Ugandan Court Clerk Suspended For Dressing “Too Saxy” To Work

by Kim Boateng Posted on September 23rd, 2017

Kampala, Uganda. Sept 22: A court clerk/interpreter at Kasangati Magistrate’s Court in Wakiso District in Uganda has been suspended, for 2 weeks for dressing “too saxy” to her workplace. The lady, Rosemary Namuwanga, drew the ire of judicial authorities after appearing before them in a seductive dress. Ms Rosemary Namuwanga was on Thursday suspended by the Permanent Secretary of Ministry of Public Service, Ms Josephine Muwonge on grounds of indecent dressing.

Ms Muwonge faulted Ms Rosemary Namuwanga for defying public service standing orders by dressing in a manner that does not portray a good image of the judiciary and public service image.

Photo: Rosemary Namuwanga

According to a letter dated September 21, 2017 that was handed to Ms Rosemary Namuwanga , it stated that she was dressed in a very short and tight dress which by description did not fall within the generally acceptable standards of the established Notice NO.1 of 2017.

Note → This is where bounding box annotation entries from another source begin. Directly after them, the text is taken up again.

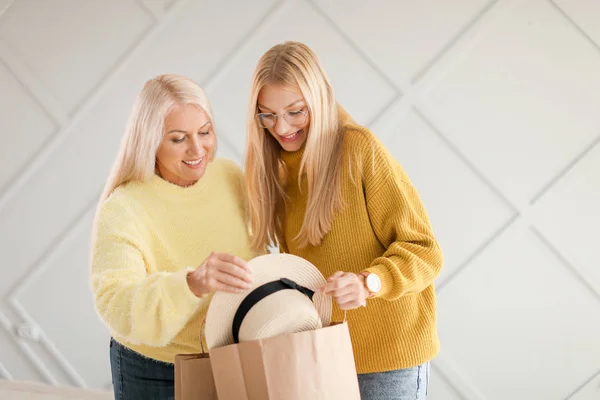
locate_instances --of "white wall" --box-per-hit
[0,0,600,400]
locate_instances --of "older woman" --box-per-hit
[91,75,257,400]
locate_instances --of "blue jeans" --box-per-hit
[110,338,175,400]
[358,362,430,400]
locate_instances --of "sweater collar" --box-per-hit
[146,162,213,200]
[279,142,306,175]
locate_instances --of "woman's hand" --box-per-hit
[187,253,252,297]
[319,271,369,310]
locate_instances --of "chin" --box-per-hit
[279,138,306,153]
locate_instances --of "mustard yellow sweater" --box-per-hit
[91,159,257,363]
[280,122,443,373]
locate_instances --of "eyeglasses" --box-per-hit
[256,110,308,129]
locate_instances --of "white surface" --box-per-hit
[0,0,600,400]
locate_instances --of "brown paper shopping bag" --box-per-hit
[210,322,360,400]
[175,320,218,400]
[175,353,218,400]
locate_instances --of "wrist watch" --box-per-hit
[360,271,381,297]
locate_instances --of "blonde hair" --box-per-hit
[245,41,343,252]
[100,74,216,205]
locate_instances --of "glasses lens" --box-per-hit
[256,114,277,128]
[284,111,306,125]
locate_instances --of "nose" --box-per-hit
[187,136,206,157]
[273,115,294,136]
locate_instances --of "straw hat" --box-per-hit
[205,254,331,349]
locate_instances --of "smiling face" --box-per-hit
[257,84,310,152]
[156,104,217,187]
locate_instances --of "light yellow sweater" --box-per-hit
[280,122,443,373]
[91,159,257,363]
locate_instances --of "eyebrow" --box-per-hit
[167,121,210,134]
[258,99,304,111]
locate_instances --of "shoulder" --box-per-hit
[211,157,243,191]
[97,182,144,229]
[211,157,242,178]
[343,122,409,182]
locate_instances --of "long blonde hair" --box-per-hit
[95,74,216,206]
[245,41,343,252]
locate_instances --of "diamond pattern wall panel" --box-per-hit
[373,107,515,283]
[314,0,488,85]
[439,223,600,400]
[532,145,600,298]
[0,63,57,192]
[0,0,151,112]
[0,0,600,400]
[418,0,600,209]
[554,0,600,46]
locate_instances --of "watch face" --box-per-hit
[367,274,381,293]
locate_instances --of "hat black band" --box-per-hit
[231,278,315,343]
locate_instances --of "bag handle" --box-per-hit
[200,314,208,354]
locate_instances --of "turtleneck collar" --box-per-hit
[279,142,306,176]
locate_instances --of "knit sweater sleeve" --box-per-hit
[91,199,205,347]
[363,133,443,300]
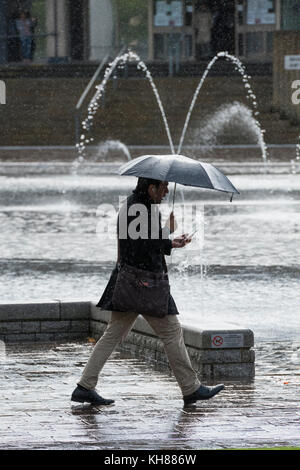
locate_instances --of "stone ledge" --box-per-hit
[0,300,255,378]
[91,305,255,379]
[0,300,60,322]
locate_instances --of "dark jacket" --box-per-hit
[97,191,178,314]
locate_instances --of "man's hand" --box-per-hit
[172,233,192,248]
[165,212,177,233]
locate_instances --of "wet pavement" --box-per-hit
[0,342,300,450]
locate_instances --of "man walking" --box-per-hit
[71,178,224,405]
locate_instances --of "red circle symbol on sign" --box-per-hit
[213,336,223,347]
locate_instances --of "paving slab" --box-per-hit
[0,342,300,450]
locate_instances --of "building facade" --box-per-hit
[0,0,300,63]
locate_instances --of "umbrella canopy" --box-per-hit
[119,154,240,194]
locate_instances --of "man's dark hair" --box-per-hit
[134,177,161,194]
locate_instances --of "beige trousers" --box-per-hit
[78,312,200,396]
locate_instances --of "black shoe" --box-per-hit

“This is to inform you that, today September 21, while you were invited to the office of the Permanent Secretary to the judiciary for an explanation regarding non-payment of your salary and allowances for the month July 2017, you turned up dressed in a manner that does not portray a good image of the Judiciary and Public Service at large,” reads part of the letter.

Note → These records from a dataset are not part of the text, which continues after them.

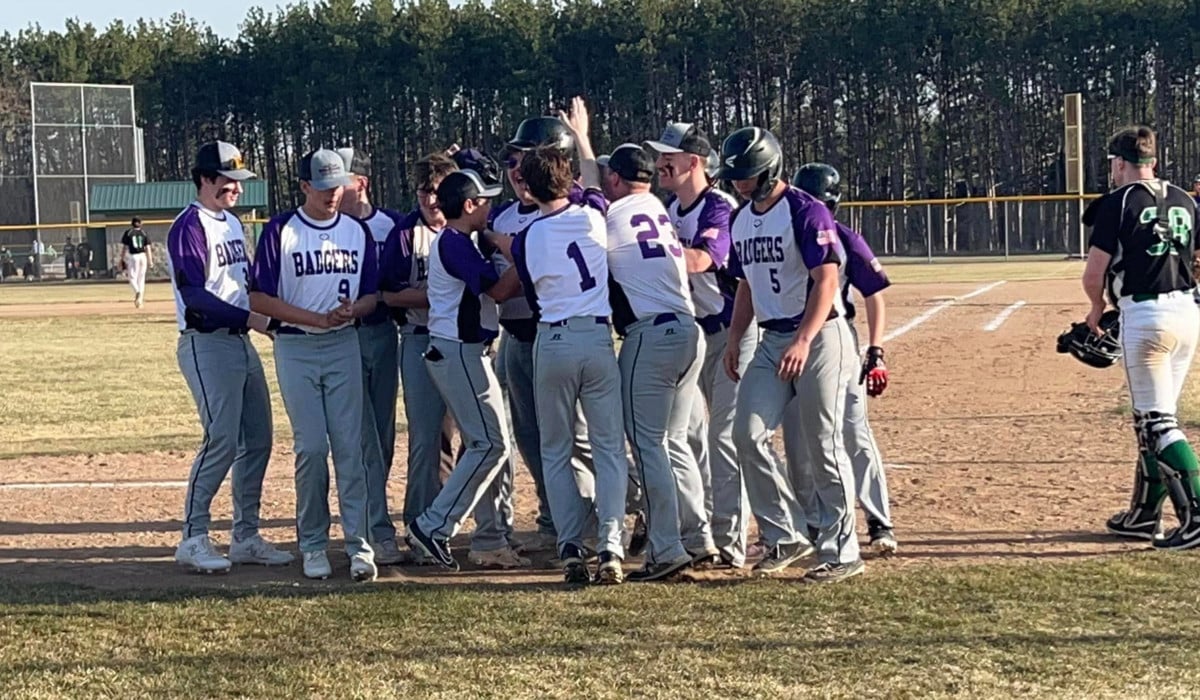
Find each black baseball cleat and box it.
[593,552,625,586]
[558,544,592,584]
[1154,519,1200,551]
[1105,509,1163,546]
[404,520,458,572]
[626,555,691,584]
[625,510,650,557]
[866,520,900,557]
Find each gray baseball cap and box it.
[646,121,713,157]
[300,149,354,190]
[194,140,254,180]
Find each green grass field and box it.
[0,554,1200,699]
[0,261,1200,699]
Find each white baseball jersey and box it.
[605,192,696,333]
[246,209,379,333]
[167,202,250,331]
[667,189,738,321]
[512,204,612,323]
[379,209,438,327]
[488,199,541,328]
[730,187,845,330]
[428,227,499,342]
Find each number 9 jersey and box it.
[512,204,612,323]
[253,210,379,333]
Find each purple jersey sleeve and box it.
[725,202,748,280]
[438,229,500,297]
[784,187,845,270]
[691,192,733,268]
[838,223,892,299]
[359,221,379,299]
[379,213,420,292]
[512,228,541,318]
[167,207,250,330]
[250,211,286,297]
[566,185,608,214]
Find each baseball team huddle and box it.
[167,98,898,585]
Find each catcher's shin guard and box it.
[1154,439,1200,550]
[1106,449,1166,539]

The letter further stated that…“In accordance with the established notice NO.1 of 2017, this is to suspend you from duty for a period of two weeks with effect from September 21 to October 4, 2017.”

Ms Namuwanga becomes the seventh civil servant to be affected by the Ministry of Public Service guidelines that were issued early this year banning sleeveless, transparent and tight clothing for non-uniformed officers in Public Service.

The Uganda Public Service Standing Orders, 2010, stipulates that officers shall be required to dress decently and in the generally acceptable standards in the Uganda Community.

The orders, however, do not highlight what would constitute decent, smart and reasonable dressing.

In line with the guidelines, all female members of the public service are required to dress in a skirt or dress that is not above the knees, with a smart, long or short sleeved blouse.

All clothing is expected to cover the cleavage, navel and the back while sleeveless and transparent blouses and dresses were banned. Also banned are tight fitting dresses and skirts, flat shoes and coloured hair presented in form of natural, braids and hair extensions.